Schlocktoberfest IV – Day 10: Grave Encounters

 

Schlocktoberfest IV

Grave Encounters (2011)

Trailer:

*Spoilers Throughout*

grave_encountersWhat’s It About: Douchebags film a douchey ghost hunting show but get more than they douched for when real douchey ghosts show up to end their douchery.

Here are some of my observations as I watched the film:

  • I can’t believe I’m subjecting myself to another found footage horror film, but here we go. I love you, [REC].
  • I used to love the show Ghost Adventures, but it got hokier and hokier and shittier and shattier and then I realized that I don’t believe in ghosts and I stopped watching it. This movie is obviously a spoof of Ghost Adventures, and captures its cheesiness very well.
  • Ohh, this “old” psychiatric ward footage is horrendous.

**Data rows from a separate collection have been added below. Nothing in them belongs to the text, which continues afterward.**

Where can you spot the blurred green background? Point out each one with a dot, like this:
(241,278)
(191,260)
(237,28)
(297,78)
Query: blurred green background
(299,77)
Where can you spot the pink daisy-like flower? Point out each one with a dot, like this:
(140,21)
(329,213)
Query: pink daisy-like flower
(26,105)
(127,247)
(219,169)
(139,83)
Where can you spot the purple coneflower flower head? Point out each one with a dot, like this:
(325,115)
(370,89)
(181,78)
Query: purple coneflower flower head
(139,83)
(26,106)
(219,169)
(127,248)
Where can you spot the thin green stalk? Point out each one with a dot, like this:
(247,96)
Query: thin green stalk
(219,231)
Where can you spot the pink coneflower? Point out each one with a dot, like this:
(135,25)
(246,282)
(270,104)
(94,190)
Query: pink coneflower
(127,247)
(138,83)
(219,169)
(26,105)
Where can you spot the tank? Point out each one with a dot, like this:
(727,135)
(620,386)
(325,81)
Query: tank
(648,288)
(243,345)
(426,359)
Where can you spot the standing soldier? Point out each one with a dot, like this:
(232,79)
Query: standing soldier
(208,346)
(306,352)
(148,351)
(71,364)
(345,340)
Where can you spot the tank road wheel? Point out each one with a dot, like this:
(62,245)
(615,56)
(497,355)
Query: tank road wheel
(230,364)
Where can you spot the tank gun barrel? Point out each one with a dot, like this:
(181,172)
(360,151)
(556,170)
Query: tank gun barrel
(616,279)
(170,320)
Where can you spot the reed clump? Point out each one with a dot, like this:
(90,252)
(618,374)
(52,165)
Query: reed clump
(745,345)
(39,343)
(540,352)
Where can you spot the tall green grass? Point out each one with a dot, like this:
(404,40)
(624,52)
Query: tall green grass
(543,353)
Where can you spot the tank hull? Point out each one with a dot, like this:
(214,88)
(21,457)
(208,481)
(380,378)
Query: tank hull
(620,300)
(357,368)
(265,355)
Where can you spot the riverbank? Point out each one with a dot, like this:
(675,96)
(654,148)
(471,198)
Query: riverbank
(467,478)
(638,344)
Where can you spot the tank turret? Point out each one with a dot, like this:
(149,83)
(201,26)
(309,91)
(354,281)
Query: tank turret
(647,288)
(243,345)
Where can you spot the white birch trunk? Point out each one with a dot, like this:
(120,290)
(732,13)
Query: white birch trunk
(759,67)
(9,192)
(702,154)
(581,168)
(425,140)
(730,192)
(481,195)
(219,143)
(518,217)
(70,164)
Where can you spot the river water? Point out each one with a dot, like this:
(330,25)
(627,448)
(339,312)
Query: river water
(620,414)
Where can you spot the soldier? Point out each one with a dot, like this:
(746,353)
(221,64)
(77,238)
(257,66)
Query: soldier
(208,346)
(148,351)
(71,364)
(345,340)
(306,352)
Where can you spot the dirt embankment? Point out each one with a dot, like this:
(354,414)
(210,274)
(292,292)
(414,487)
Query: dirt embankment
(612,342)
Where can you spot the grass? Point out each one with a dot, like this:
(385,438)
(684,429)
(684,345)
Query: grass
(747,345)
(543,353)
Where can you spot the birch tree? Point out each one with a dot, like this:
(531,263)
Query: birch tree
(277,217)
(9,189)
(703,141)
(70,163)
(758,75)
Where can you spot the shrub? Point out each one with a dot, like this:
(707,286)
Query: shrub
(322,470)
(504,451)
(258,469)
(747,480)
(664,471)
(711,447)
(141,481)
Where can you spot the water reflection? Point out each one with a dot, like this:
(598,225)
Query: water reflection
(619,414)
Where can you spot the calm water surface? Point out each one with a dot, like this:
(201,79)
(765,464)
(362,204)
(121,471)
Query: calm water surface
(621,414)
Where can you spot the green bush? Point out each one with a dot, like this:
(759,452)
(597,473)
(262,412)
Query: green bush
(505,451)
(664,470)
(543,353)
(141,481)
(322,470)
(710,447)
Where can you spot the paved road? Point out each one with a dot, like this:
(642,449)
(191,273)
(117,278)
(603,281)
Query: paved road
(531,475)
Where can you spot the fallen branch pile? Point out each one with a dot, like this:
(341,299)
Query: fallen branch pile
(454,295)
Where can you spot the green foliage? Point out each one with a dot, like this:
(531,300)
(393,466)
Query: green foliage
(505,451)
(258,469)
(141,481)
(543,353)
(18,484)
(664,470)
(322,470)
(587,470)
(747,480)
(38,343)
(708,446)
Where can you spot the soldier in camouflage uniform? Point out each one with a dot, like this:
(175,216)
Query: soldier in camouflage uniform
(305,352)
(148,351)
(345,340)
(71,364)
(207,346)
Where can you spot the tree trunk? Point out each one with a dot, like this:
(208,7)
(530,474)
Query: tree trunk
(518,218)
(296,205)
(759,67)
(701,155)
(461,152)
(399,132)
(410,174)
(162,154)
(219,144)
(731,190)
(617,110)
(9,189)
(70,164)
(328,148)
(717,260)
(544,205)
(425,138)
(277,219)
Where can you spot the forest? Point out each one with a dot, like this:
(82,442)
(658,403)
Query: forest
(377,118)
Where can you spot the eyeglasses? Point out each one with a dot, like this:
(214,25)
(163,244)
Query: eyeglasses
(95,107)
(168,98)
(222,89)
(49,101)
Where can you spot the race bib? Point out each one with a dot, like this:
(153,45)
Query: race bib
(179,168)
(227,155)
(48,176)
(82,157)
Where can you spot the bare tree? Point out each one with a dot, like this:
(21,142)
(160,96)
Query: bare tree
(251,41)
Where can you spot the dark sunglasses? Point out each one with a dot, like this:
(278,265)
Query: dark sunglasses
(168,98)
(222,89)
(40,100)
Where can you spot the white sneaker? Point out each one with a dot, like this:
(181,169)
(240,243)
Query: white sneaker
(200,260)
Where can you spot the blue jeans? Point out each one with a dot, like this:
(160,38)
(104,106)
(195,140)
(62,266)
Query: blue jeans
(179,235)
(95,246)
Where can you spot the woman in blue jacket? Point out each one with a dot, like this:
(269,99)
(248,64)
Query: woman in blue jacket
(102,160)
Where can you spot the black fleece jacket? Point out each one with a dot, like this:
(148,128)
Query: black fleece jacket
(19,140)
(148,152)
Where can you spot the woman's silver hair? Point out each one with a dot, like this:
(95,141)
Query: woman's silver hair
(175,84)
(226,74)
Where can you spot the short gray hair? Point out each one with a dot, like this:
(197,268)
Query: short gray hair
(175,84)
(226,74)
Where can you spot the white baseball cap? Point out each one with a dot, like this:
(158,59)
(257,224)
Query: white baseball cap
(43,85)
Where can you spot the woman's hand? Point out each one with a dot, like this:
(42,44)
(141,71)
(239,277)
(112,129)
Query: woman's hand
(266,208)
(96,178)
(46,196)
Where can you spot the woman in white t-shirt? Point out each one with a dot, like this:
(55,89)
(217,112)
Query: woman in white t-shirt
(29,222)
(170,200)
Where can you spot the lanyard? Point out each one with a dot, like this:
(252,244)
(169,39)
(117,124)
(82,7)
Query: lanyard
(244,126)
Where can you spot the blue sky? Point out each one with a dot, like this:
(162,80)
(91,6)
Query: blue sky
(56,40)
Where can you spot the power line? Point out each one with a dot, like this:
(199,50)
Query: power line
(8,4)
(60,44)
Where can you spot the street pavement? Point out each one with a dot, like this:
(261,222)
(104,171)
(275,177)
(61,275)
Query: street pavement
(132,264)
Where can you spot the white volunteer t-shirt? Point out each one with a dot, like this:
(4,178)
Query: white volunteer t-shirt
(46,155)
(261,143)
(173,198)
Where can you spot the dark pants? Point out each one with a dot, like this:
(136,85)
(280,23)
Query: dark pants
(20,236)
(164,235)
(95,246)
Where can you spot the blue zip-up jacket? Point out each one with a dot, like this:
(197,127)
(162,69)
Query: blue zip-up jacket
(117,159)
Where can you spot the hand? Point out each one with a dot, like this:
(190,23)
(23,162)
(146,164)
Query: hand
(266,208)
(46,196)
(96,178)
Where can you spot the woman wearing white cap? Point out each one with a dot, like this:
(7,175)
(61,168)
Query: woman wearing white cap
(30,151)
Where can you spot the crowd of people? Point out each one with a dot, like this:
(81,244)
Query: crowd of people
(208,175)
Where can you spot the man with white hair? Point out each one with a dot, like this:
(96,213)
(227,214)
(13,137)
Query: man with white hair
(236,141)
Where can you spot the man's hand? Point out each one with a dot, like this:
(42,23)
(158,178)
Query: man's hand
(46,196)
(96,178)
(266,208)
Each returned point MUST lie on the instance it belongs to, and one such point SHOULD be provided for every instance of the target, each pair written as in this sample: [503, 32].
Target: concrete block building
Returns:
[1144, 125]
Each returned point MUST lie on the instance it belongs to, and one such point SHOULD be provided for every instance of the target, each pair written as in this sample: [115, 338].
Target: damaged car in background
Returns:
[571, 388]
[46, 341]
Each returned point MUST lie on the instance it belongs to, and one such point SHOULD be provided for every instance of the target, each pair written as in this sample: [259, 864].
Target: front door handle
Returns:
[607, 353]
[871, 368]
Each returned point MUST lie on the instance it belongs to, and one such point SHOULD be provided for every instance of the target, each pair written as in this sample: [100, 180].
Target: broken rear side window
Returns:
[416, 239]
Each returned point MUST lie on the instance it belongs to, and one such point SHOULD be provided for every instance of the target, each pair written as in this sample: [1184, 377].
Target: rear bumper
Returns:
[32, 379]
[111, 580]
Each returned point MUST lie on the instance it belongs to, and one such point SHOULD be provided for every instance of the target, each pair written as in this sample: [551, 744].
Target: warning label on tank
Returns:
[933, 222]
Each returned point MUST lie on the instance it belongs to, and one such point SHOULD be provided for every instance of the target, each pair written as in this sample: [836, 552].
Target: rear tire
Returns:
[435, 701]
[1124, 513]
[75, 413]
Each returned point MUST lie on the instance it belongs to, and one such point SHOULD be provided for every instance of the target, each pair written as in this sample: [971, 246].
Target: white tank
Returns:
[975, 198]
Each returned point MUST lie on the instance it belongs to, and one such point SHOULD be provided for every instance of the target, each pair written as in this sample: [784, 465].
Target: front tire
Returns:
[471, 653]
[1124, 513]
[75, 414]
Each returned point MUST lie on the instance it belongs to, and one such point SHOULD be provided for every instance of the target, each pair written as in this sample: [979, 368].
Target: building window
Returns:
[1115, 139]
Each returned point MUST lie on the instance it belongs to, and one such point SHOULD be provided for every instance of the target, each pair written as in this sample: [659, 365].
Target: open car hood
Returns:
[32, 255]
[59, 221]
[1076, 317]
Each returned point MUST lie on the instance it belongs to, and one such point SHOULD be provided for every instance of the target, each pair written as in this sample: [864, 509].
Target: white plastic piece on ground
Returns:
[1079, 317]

Why does literally everyone have black around their eyes?
  • These people seem very Canadian…
  • This movie apes Ghost Adventures so well it perfectly recreates my feeling of wanting to fast forward through the beginning like every episode of Ghost Adventures.
  • Haha, paying the gardener “off camera” to claim he saw a ghost is pretty funny, and something I’m sure these ghost shows do.
  • Ahh, the bullshit psychic medium. I applaud this movie’s thoroughness.
  • About 1/3 of the way through—things need to start picking up.
  • Everything so far is telegraphed, so it’s not remotely scary. Like the camera lingers on a wheelchair in a hallway, and obviously it’s going to move, then it moves. Congratulations. That was as scary as a sunset.
  • Apparently the character of T.C. solely exists to say the word “fuck” over and over and over. He literally says at minimum one fuck every sentence. It gets comical after a while and renders all of his dialogue ridiculous.
  • At least this is vaguely interesting. Much more tolerable than Session 9.
  • Just when this movie seems ok, the girl gets “HELLO” carved into her back, and we’re back into stupid territory.
  • And again, a cool ghost face, then an awful invisible air choking. It’s like a seesaw with Mitch Hedberg on one end and Carlos Mencia on the other.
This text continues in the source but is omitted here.